Name: Jodi Ettenberg
Occupation: Food and travel writer
Where were you born?: Montreal, Quebec
Where do you live?: I’ve had no home base for the last 7 years.
Jodi Ettenberg is a writer, photographer, and food-obsessed traveler exploring the world since she quit her job as a lawyer in April 2008. Jodi founded Legal Nomads to tell the stories of the places she visits, often through food. She is also the author of The Food Traveler’s Handbook: How to Eat Cheap, Safe, and Delicious Food Anywhere in the World, and runs small-group food walks in Saigon, Vietnam during the winter months. She has been featured in the New York Times, National Geographic, BBC Travel, Singapore Airlines, CNN Travel and more. She gets the shakes if she goes too long without sticky rice.
How would you describe your travel style?
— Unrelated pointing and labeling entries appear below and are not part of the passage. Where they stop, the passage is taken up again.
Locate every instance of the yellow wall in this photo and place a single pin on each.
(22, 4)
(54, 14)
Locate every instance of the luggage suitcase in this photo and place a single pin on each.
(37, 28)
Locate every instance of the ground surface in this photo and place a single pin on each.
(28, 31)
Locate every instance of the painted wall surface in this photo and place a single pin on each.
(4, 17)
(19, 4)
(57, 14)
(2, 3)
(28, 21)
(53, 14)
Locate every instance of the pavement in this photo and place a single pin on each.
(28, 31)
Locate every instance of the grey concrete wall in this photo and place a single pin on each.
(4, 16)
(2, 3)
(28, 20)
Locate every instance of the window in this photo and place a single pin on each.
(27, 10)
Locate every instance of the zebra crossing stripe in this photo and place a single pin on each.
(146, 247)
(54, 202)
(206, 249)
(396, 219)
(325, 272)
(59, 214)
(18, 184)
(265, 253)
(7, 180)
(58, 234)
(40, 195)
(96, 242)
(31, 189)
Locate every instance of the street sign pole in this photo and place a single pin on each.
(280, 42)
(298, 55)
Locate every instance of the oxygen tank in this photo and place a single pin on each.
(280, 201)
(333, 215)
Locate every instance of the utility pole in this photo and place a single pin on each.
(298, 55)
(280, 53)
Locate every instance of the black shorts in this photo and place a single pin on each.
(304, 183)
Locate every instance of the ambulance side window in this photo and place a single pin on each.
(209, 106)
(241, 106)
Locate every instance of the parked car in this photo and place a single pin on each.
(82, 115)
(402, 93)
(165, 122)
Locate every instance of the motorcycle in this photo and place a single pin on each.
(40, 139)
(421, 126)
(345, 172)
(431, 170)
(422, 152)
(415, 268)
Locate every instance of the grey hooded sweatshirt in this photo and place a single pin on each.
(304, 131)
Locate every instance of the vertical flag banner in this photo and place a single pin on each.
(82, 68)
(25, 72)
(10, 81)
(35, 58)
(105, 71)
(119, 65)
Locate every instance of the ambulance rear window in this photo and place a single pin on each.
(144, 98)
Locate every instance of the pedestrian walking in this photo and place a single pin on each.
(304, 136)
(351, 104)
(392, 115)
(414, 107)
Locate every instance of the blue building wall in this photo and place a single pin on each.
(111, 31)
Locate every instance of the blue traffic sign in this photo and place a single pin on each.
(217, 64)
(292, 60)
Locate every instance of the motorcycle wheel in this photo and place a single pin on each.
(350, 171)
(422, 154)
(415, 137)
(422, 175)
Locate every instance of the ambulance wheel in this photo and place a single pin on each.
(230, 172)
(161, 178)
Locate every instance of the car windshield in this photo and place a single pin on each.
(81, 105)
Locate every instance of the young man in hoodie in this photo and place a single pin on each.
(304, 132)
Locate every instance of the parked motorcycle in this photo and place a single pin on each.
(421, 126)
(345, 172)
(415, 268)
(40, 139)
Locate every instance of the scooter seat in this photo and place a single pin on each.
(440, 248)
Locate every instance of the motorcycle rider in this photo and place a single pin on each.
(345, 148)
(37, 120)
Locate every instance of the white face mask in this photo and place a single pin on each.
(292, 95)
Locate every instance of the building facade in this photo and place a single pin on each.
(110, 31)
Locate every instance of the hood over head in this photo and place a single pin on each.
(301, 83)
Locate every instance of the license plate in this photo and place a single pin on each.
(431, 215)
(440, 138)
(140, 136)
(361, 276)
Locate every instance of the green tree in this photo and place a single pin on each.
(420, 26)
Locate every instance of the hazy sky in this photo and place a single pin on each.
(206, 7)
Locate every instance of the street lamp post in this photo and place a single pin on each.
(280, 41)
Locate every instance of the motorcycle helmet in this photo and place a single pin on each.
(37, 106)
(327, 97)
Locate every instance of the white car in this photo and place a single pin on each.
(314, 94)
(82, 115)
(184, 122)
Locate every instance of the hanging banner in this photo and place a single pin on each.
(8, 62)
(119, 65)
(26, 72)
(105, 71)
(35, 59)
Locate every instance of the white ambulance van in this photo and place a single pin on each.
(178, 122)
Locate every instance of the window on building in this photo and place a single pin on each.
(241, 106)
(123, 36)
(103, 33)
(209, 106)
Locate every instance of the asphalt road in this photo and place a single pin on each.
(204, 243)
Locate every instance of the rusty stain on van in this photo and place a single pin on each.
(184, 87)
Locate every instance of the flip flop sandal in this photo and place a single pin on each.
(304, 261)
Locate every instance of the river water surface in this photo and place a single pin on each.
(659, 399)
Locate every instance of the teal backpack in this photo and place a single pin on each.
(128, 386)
Fairly food-centric but without obsessing too much about lists of things to eat or check out. I tend to start with morning markets and find dishes I enjoy, then fan out in town trying to eat other iterations of them, sitting and watching people, trying to get a feel for the culture of food in a new place.
What’s your earliest travel memory?
My mum taking me downtown in Montreal to a lake on Mount Royal, to picnic together and feed the ducks while we would people watch on a warm summer day.
When researching travel destinations, how important are food/drink choices and experiences to your overall decision-making process?
Critically important. Food is why I travel, and has been the driving force in discovering new places for the last many years.
Culinary traveler or food explorer? Which do you identify more closely with?
Neither, truly. Food is my best lens into culture and history and anthropology, and a tool to connect to people as I travel. It is not just about the food itself, but also about what it brings to the table. (Pun intended.) So I do think of myself as someone who explores through food, but it’s not the only dimension of my travels.
If we ask your best friends if you’re a foodie, what would they say?
They would say yes, but they would also laugh that it wasn’t always the case. Food was not as important to me growing up. It was only as I started travelling and realizing just how universal it is, and how it was consistently the most enjoyable discovery for me, that I started focusing on it more and more. Now they would say I was obsessed.
What’s in your carry-on? Any essential food or kitchen tools you won’t leave home without?
I have celiac disease so I do always carry granola bars or a small bag of nuts with me, just in case I cannot find food that won’t get me sick. I also always carry portable chopsticks, tiny metallic ones that fold in on themselves.
What’s the most unusual food you’ve eaten?
Probably chicken pudding in Istanbul, a vanilla and cinnamon dessert treat, dense with the blended weight of chicken meat but still completely camouflaged by the sticky sweetness.
If we handed you a ticket to anywhere in the world, where would you go?
Probably to Penang, in Malaysia, as I have yet to visit and everything I have read about the food there has made me desperate to eat through town.
What’s the best culinary travel experience you’ve ever had?
There’s really no way to narrow it to one. So many of my travels have centred around food, and much of it involving a new recipe and learning and eating.
Any great travel tips to share?
A lot of people are worried about getting sick while eating street food, and they rightfully try to find street stalls with fast turnover and lots of people. But it’s also important to be mindful to eat around the times locals do; if a country tends to have an early lunch, you might want to as well. I also tend to search for stalls around universities at lunchtime if I want something cheap.
Favorite Culinary Destination: Saigon, Vietnam
Favorite Restaurant: Any place with small blue plastic stools and a roadside view.
Favorite Street Food: Bun rieu cua, a crab and tomato broth soup from Vietnam that excites the taste buds.
Favorite Food Market: The morning markets around Inle Lake in Myanmar. I visited in 2009 but at that time they were almost free of other travelers, and full of the hill tribes who had descended from the Shan foothills to shop for the next few days. Eye-opening, colourful, and packed with new snacks to try.
Favorite Cooking Class: Naomi Duguid’s Immerse Through classes in Chiang Mai are incredible because she is so deeply connected to the history of the foods she makes and explores on her tours.
Favorite Food/Tasting Tour: I haven’t done many – I tend to just roam alone and eat my way through a place.
Favorite Culinary Tour Operator: Mark Lowerson from Hanoi Street Food Tours.
Favorite Travel App: I’ve been enjoying a new travel app called Native, which asks for your travel preferences and then supplies you with a travel assistant that helps you book your flights for a small fee per month.